さらに、原作ファンはこう指摘します。伊藤潤二の作品が最も不安を誘うのは、日常の中にわずかだが説明不能な異常が現れ、それが徐々に広がっていく点にあると。しかし『聰明鎮』の場合、最初からすべての人物が明らかに異常な町に置かれており、生徒、保護者、教師、町民すべてが奇妙な行動を取るため、正常と歪みの対比が薄れてしまっていると感じられます。
『聰明鎮』評価は真っ二つ! 原作の趣きを失ったと批判する声も、大胆な統合を称える声も
ただし、すべての視聴者がこのような再構成を拒絶しているわけではありません。肯定的な意見の中には、漫画を一話ずつ忠実に再現するよりも、血玉樹を通して異なるキャラクターをつなげる『聰明鎮』の試みを、意欲的なローカライゼーションだと評価する声もあります。ある人は「伊藤潤二の実写化作品の中で最も原作に近い」と称え、別の人は「取り入れた漫画要素が多く、統合の仕方が予想以上にしっかりしている」と評価しています。

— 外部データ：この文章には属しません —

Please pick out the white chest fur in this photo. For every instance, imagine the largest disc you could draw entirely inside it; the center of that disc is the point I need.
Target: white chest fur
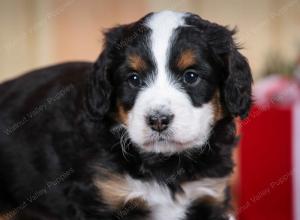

作品の舞台設定や雰囲気も一部で高く評価されています。ある視聴者は、台湾のホラー映画には「湿っていて冷たい」東アジア的な質感があると述べ、崇明鎮の濃霧、古びた校舎、閉ざされた街並みが、日本の怪談に近い視覚的雰囲気を確かに作り出していると感じました。第1話で伊藤潤二の部屋のイメージを受験の悪夢に取り入れた点も、巧みなデザインだと評価する視聴者がいました。
『聰明鎮』は題材と雰囲気に光るものがあるが、「佳句あり、佳章なし」の印象
視聴者の評価を総合すると、『聰明鎮』の最大の特徴は、伊藤潤二の奇妙な世界観を台湾の校园環境と東アジアの受験競争に組み込んだ点にあります。成績主義、親子支配、社会階級に対する批判は、一部の視聴者の共感を呼び、台湾の湿った陰鬱な雰囲気も鮮明な印象を残しています。
しかし、否定的な意見では、作品の意欲が成熟した物語に完全には転化されていないと指摘しています。リズムの不均衡、クラシックキャラとメインストーリーの接続不足、人物の動機の弱さ、結末の急ぎすぎにより、潜在能力のあるコンセプトが散漫に感じられるとの声があります。つまり、『聰明鎮』には興味深いアイデアがいくつもあるかもしれませんが、それらがうまく組み合わされて、完成度の高い恐怖ドラマとはなっていないということです。
Netflix台湾ドラマ『聰明鎮』視聴リンク:https://www.netflix.com/tw/title/82698956
(注:本文の整理は7月31日時点での各SNSプラットフォームの公開討論に基づき、視聴者が作品のリズム、キャラ改編、テーマ寓意に関して抱く主な意見をまとめたものです。関連意見は一部視聴者の立場を代表するに過ぎません。)